We have had a few stories about Baseball Prospectus and both team and player projections. In commenting on BP's team projections, I mentioned my reservations based on the fact that BP's defensive measures are not state of the art. The best defensive measurement systems use play by play data, and Baseball Prospectus does not . My feeling is that this would underestimate a team like the Astros, which surprised analysts in part because the team defense was so good.
I saw an interesting article by New York writer Tim Marchman on this very subject. He quotes BP to the effect that they chose not to use play by play data, because the data is not avaiable for minor league players, and their analyses try to keep the data uniform between the minors and majors.
As I understand the idea here, BP wants to make apples-to-apples comparisons between their minor league and major league defensive numbers, and so is artificially crippling the data set they're using to derive the major league numbers to bring it into line with the less granular data available for the minors. I see the appeal, but it makes the topline numbers suspect, especially when the system arrives at seemingly wonky results like Bobby Abreu rating as a plus defender and Hanley Ramirez as a Gold Glove candidate last year. Of course even very good systems have outliers, but not every system intentionally deals with a reduced set of data. For now I'll continue to rely on UZR and Plus/Minus, though I'll be curious to see what people like Tom Tango have to say about the technical pros and cons of the new system.
I understand the idea that some comparisons can't be made because play by play data isn't available. Methods like Total Zone were developed in order to make defensive comparisons across baseball eras.
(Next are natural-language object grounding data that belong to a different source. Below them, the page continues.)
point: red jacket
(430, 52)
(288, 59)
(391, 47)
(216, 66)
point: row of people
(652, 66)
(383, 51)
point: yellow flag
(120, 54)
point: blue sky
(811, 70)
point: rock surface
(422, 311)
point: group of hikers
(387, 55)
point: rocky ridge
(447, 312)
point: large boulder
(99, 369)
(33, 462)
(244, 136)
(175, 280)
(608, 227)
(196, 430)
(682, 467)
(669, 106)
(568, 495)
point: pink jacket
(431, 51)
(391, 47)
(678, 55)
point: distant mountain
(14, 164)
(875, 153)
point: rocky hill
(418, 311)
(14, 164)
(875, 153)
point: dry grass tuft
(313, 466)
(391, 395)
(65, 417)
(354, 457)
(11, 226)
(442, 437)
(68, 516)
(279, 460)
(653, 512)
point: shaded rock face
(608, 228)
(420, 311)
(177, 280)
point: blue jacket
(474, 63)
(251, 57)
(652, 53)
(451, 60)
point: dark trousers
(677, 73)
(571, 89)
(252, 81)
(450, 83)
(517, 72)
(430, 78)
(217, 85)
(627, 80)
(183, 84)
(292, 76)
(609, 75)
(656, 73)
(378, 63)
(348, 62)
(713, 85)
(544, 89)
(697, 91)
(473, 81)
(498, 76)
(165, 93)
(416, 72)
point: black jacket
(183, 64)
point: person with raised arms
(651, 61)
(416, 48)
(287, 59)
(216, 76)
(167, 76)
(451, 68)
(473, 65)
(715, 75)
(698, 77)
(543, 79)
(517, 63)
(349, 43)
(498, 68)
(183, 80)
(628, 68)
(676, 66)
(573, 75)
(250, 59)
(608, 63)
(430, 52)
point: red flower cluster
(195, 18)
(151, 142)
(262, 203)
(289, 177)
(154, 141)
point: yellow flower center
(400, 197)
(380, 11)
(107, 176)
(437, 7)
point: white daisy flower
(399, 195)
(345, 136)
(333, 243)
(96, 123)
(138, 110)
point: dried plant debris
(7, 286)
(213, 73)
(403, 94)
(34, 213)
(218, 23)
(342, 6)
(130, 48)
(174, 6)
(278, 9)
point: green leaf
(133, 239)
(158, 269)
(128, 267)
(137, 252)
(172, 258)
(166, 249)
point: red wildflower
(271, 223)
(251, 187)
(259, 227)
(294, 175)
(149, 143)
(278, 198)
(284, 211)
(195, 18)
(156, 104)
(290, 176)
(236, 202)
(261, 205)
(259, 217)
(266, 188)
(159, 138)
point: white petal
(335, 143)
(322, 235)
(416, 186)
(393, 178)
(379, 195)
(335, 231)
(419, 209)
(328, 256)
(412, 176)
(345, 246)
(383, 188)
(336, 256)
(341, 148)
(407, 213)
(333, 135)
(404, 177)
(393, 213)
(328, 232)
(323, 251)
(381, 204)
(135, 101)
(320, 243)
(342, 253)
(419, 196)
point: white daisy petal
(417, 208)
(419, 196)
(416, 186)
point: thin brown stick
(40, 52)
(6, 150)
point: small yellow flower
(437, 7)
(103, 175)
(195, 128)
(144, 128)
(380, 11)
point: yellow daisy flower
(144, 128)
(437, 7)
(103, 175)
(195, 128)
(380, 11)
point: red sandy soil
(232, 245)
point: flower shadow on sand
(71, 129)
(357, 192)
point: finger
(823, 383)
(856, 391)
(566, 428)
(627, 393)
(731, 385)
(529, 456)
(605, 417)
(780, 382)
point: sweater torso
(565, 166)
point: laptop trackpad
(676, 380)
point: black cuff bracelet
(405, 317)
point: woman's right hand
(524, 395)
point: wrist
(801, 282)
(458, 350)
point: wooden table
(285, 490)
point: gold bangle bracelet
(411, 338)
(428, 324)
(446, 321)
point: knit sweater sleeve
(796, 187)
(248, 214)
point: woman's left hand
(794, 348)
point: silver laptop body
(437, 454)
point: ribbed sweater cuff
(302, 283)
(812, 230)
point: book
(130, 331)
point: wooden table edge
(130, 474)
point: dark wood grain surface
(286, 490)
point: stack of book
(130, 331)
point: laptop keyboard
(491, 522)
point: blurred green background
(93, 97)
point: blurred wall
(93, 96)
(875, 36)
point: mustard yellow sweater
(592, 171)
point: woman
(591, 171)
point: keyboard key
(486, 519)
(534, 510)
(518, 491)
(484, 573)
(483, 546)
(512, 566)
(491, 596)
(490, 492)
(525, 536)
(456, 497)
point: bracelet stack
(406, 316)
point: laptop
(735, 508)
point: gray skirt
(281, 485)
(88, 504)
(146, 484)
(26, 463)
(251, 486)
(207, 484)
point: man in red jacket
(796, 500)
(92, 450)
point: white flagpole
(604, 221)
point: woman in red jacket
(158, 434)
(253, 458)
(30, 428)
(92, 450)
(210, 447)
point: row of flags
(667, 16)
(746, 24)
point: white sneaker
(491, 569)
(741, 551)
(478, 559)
For example, with this method we find out that Adam Everett was a truly exceptional shortstop, and that Mark Belanger is one of the few shortstops from the 60's who can be compared to him. However, Total Zone clearly is inferior to play by play systems, like UZR, PMR, and Fielding Bible, because it relies upon drawing inferences and proxies which can be derived from retrosheet summary data. I should note that Total Zone is also used to derive defensive data on minor league players. It would be interesting to know how those ratings compare to BP's defensive system.
I suppose this goes to show that you can't do everything well. In the case of Baseball Prospectus, the minor league data part of their projections is so important for what they want to do that it trumps the accuracy of ML defensive data.